The coat protein of satellite panicum mosaic virus (SPMV) was used to stabilize
viral vector gene inserts in planta. A Potato virus X (PVX) vector carrying the SPMV
capsid protein (CP) gene was successfully stabilized through three serial passages in
Nicotiana benthamiana from the upper non-inoculated leaves following rub inoculation.
The presence of SPMV CP expression from the PVX vector was confirmed by necrotic
lesions that occur only when SPMV CP is present and by western blot and reversetranscription
PCR analyses. In addition, PVX-SPCP was co-inoculated onto N.

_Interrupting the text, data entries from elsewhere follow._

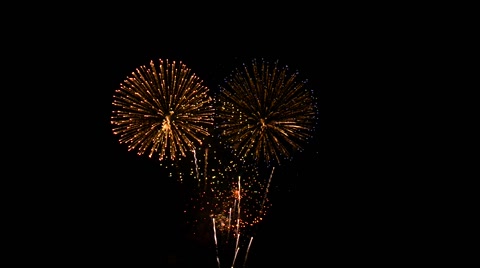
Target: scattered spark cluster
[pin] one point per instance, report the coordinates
(261, 114)
(264, 113)
(163, 109)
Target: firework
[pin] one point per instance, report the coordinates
(264, 112)
(162, 109)
(232, 199)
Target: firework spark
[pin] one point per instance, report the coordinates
(162, 109)
(264, 113)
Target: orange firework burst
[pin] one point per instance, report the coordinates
(264, 113)
(162, 109)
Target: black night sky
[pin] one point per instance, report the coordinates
(360, 193)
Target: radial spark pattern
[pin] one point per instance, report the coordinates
(264, 113)
(162, 109)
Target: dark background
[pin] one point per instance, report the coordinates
(370, 188)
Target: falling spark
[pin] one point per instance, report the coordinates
(216, 244)
(248, 249)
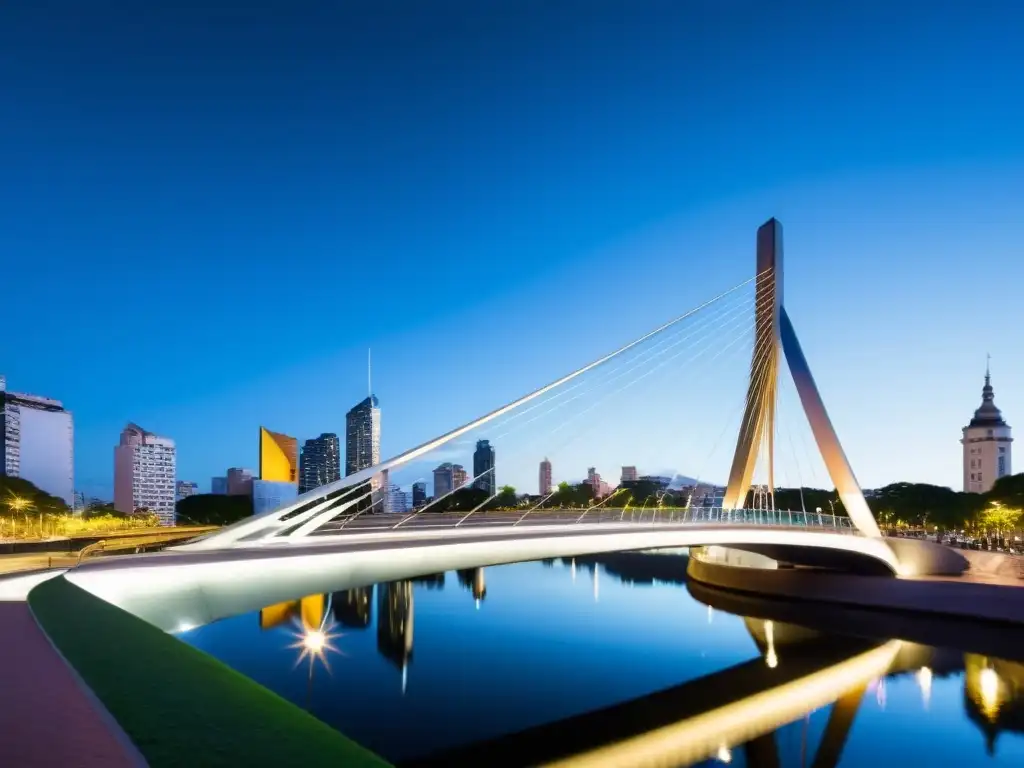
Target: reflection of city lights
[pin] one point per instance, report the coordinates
(771, 658)
(314, 643)
(989, 686)
(925, 681)
(880, 693)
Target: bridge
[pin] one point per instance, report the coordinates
(327, 534)
(335, 509)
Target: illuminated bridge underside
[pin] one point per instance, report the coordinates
(172, 589)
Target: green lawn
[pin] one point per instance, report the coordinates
(180, 706)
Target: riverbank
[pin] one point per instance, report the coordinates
(49, 718)
(178, 705)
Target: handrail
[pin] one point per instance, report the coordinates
(670, 516)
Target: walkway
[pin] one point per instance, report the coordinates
(46, 719)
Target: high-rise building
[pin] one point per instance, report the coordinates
(363, 435)
(320, 462)
(419, 494)
(143, 473)
(37, 442)
(443, 479)
(279, 457)
(483, 467)
(184, 488)
(397, 500)
(279, 472)
(545, 480)
(270, 495)
(240, 481)
(987, 442)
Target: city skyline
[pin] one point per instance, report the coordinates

benthamiana with a Tomato bushy stunt virus vector carrying a green fluorescent protein
gene, which normally does not yield GFP expression in upper tissue due to loss of the
insert. However, upon co-inoculation with PVX-SPCP, upper non-inoculated leaves
exhibited GFP accumulation based on green fluorescence by UV illumination at 488 nm
and western blot analysis. GFP expression was more abundant in upper non-inoculated
N. benthamiana leaves as well as systemic tissues when the co-inoculation experiments
were performed at 20°C compared to 25°C. These results suggest that SPMV CP is a
viable molecular tool for stabilizing viral vector gene inserts in planta.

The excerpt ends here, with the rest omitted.